Se induce a los campesinos a producir para el mercado, se cierran las posibilidades de crédito para la pequeña y mediana producción, lo mismo que para el trueque y el intercambio comercial en las ferias veredales, se privatizan las plazas de mercado, abriéndolas a los intermediarios que se surten de los grandes centros comerciales a donde los intermediarios llevan los productos que le compran al campesino cultivador, se dictan normas que centralizan el beneficio y la comercialización de cárnicos y lácteos impidiendo la producción, beneficio y utilización en la pequeña y mediana propiedad con la eliminación de los mataderos locales y la cría de especies menores cerca de las viviendas rurales, se imponen las patentes sobre organismos y vegetales vivos y se exige la utilización de semillas certificadas que se venden con sus respectivos paquetes tecnológicos so pena de impedirles su uso e intercambio o comercialización.

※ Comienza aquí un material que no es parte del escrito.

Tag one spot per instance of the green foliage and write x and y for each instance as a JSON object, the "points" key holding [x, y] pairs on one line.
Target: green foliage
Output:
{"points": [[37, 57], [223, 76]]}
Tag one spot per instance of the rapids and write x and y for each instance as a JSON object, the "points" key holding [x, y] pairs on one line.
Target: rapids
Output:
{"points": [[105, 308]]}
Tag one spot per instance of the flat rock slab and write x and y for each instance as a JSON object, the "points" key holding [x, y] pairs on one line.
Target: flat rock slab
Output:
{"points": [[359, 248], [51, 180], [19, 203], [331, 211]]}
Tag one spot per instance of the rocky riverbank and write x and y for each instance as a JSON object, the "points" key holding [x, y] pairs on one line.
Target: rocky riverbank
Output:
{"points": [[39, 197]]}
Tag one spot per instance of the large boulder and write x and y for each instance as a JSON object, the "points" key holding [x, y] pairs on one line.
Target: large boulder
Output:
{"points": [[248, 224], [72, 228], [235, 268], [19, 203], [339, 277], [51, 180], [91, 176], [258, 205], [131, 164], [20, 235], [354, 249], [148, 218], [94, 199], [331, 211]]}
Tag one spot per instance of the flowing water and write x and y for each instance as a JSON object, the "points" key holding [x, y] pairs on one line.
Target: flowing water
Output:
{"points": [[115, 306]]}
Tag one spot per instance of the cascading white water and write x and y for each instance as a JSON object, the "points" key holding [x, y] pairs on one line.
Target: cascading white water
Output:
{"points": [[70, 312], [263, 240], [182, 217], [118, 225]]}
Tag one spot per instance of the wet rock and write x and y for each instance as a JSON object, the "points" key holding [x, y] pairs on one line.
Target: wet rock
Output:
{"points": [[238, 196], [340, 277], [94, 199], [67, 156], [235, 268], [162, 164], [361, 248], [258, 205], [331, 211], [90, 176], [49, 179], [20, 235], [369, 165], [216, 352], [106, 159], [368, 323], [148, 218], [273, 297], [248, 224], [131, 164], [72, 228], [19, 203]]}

Frente a ello, el campesino que siempre desde el inicio de su existencia ha luchado por impedir su desarraigo de la tierra, el respeto por el desarrollo de su propia cultura, de las facilidades de crédito, de la tenencia de la tierra y de una asistencia técnica adecuada a las condiciones territoriales del entorno donde actúa, va desarrollando conciencia sobre las graves consecuencias de su adaptación a políticas, programas y proyectos de desarrollo rural planteados desde afuera sin su participación y en la mayoría de las ocasiones en contra de su voluntad, hoy reclama mediante las formas que le es posible el reconocimiento de sus más elementales derechos, el derecho a vivir en paz en sus territorios, el acceso a la tierra y demás bienes y medios de producción, la autonomía en sus procesos productivos, la derogatoria de normas que no contribuyen a un real Desarrollo Humano Integral y mucho menos a la construcción de una verdadera paz que garantice una sociedad justa y humana por lo fraterna, solidaria y autogestionaria.

El reto para el campesinado colombiano día a día es mayor si se tiene en cuenta que hoy por hoy, además de la desigualdad que siempre le ha aquejado, también debe hacerle frente a los diversos obstáculos que por parte de la legislación nacional se imponen, un ejemplo de ello son: las leyes sobre semillas, tratados de libre comercio y la asociación obligada de los campesinos al gran capital como se observa en las políticas de asociatividad orientadas a las alianzas estratégicas y las cadenas alimentarias.

Sin embargo los campesinos no ceden a estas presiones y con la orientación y apoyo de diversas entidades como el Grupo Semillas, la Red de Semillas Libres de Colombia y otras, diversos grupos campesinos, indígenas y afrodescendientes, vienen promoviendo y desarrollando programas autónomos de producción asociativa en agricultura agroecológica y orgánica, avanzado en la provisión de la seguridad alimentaria familiar y regional en diversos municipios y departamentos, esperando la generalización de esta cultura en la búsqueda permanente de una verdadera seguridad alimentaria, autonomía productiva y soberanía nacional.